Appellant’s case involves essentially the same evidence and contentions which were before us in United States v. Anderson, 21 M.J. 670 (A.C.M.R.1985) and United States v. Scott, 20 M.J. 1012 (A.C.M.R.1985).1 We are satisfied that General Anderson was not disqualified to refer appellant’s case to trial and that appellant’s pleas of guilty were not affected by any unlawful command influence. United States v. Treakle, 18 M.J. 646, 654-655, 657-658 (A.C.M.R.1985) (en banc), pet. granted, 20 M.J. 131 (C.M.A.1985). Furthermore, based on Anderson, we hold that appellant has failed to raise the issue of deprivation of favorable character witnesses. In fact, the record of trial indicates that during sentencing proceedings, two members of appellant’s chain of command, the first sergeant and the chief of firing battery, testified favorably on his behalf. Both witnesses stated that appellant was an outstanding section chief, that he had rehabilitative potential, and that they would be willing to serve with him in the future. A sergeant first class, not in appellant’s direct chain of command, also testified for appellant. The appearance of these witnesses at trial is strong evidence that no potential witnesses were in fact influenced in this case. See United States v. Arthurs, 21 M.J. 686 (A.C.M.R.1985).2

As to appellant’s contention that his sentencing proceedings were infected by unlawful command influence, our recent decision in United States v. Montesinos, 21 M.J. 679, SPCM 18720 (A.C.M.R. 24 Dec. 1985) controls. We add, however, that unlike Montesinos, where the accused introduced no character witnesses during sentencing, the instant case does involve the presence of character testimony. Thus, an additional problem arises: the possibility that some members, because of General Anderson’s actions, were influenced to discount such testimony and in fact did so in this case. Treakle, 18 M.J. at 658. Accordingly, the disposition of this case differs somewhat from Montesinos. In the event of an evidentiary hearing, the military judge must not only make findings of fact regarding the members’ receipt and understanding of General Anderson’s message as it may have influenced their decision whether to retain appellant, but also what effect, if any, his message had on their attitude toward the character testimony offered on behalf of appellant.

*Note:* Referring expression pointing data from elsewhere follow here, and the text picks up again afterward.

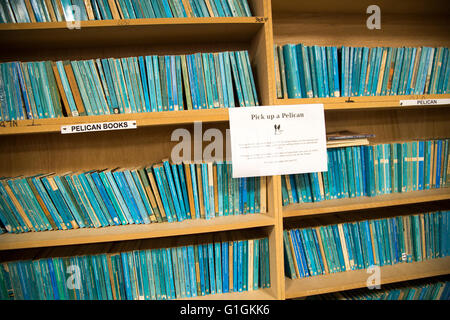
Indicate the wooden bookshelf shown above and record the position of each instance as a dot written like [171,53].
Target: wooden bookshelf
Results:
[358,278]
[361,203]
[11,241]
[35,146]
[260,294]
[368,103]
[142,120]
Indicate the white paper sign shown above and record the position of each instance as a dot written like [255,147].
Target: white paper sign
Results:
[424,102]
[99,126]
[276,140]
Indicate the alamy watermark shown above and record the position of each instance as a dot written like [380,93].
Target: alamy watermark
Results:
[73,18]
[374,20]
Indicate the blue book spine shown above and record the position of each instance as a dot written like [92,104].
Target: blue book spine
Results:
[438,162]
[292,74]
[179,192]
[183,183]
[127,196]
[218,267]
[135,197]
[225,267]
[96,179]
[150,80]
[204,170]
[195,190]
[115,189]
[162,192]
[210,259]
[145,85]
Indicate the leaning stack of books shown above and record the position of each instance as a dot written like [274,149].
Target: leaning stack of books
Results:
[100,198]
[105,272]
[357,245]
[373,170]
[25,11]
[318,71]
[411,290]
[48,89]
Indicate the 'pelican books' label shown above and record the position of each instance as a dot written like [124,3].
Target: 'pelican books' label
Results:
[99,126]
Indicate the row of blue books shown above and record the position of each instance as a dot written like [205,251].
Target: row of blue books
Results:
[358,245]
[410,290]
[207,268]
[47,89]
[373,170]
[26,11]
[318,71]
[100,198]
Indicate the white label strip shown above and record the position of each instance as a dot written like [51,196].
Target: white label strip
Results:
[424,102]
[99,126]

The record of trial is returned to The Judge Advocate General for submission to a different convening authority who will order a limited evidentiary hearing or rehearing on sentence pursuant to the guidelines set forth in this opinion and in our opinion in Montesinos.

Judge FELDER concurs.

. Although the affidavit of Major Michael A. Buchanan has not been filed in this case, we take judicial notice of that affidavit, filed with us in United States v. Scott, supra. See United States v. Surry, 6 M.J. 800 (A.C.M.R.1978), pet. denied, 7 M.J. 62 (C.M.A.1979).

. Nevertheless, we observe again here, as we did in Cruz, that "if appellant has anything further to offer, he is free to petition this court for permission to submit it in connection with a request for reconsideration. See Rule 20, CMR Rules of Practice and Procedure.” 20 M.J. at 891 n. 25.